Not until you are sure that your baby has outgrown the rear-facing car seat and is ready for a convertible car seat, you should consider buying another one.
As said, there is no specific rule when that should happen. However, it is anywhere between the age of 2 and 4. And you do well if you buy the new car seat in time so you have it ready when that time comes around.
Nevertheless, when you buy a new car seat, you will be tempted to install it in the forward-facing position before you have actually planned to do so. So do not buy it months before you will actually use it.
You will be looking for either a convertible car seat or a high back booster seat. At that age, your child is probably not yet ready for a backless booster.
As said before, it might be a good idea to buy a convertible car seat for the rear-facing position as your baby grows, because they do have more room.
Children have to rear-face in their car seats as long as possible because of the danger front-facing car seats pose to their tender spine, neck, and head. In order to protect them as much as possible, you will want to have them in the rear-facing position.
Not long ago, a mom’s picture of her baby’s and toddler’s almost intact car seats in front of her completely crushed car go viral (see image).

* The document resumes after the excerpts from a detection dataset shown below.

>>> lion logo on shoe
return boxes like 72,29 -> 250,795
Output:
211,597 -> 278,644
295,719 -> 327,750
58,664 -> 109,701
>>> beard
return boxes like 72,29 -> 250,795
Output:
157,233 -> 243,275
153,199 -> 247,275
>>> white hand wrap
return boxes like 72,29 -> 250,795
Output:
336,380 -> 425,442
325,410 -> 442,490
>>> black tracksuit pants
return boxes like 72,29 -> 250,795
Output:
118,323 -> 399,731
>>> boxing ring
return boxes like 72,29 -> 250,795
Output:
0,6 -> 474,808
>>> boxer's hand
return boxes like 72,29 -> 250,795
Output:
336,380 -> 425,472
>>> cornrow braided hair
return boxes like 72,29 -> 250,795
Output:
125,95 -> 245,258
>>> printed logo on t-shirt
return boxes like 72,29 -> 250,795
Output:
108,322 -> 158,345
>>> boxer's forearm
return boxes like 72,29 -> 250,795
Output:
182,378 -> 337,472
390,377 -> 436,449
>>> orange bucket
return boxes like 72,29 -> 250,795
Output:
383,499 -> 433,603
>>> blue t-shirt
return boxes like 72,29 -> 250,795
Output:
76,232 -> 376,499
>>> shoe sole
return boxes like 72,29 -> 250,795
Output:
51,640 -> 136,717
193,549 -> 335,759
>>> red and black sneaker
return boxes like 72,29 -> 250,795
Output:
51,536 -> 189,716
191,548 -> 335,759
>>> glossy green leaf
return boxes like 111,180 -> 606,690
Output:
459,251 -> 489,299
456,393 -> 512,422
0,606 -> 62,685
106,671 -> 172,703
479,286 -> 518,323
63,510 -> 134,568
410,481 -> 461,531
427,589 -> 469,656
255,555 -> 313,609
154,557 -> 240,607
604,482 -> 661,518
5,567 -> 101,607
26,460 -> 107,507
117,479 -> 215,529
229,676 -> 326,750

She states that both her babies survived the crash with only minor injuries.
Although this story does not have anything to do with rear or front-facing car seats, it conveys the message that we as parents have to decide for our children where and in what position they sit when on the road. Children should not have a word in it, either through screaming or crying.
It sounds as bad parenting, but WE are the ones responsible for our children’s safety. Once they are old enough, they will have to decide what is best for them and what they want, but in the meantime, we have to be consistent and convey this message in a positive way.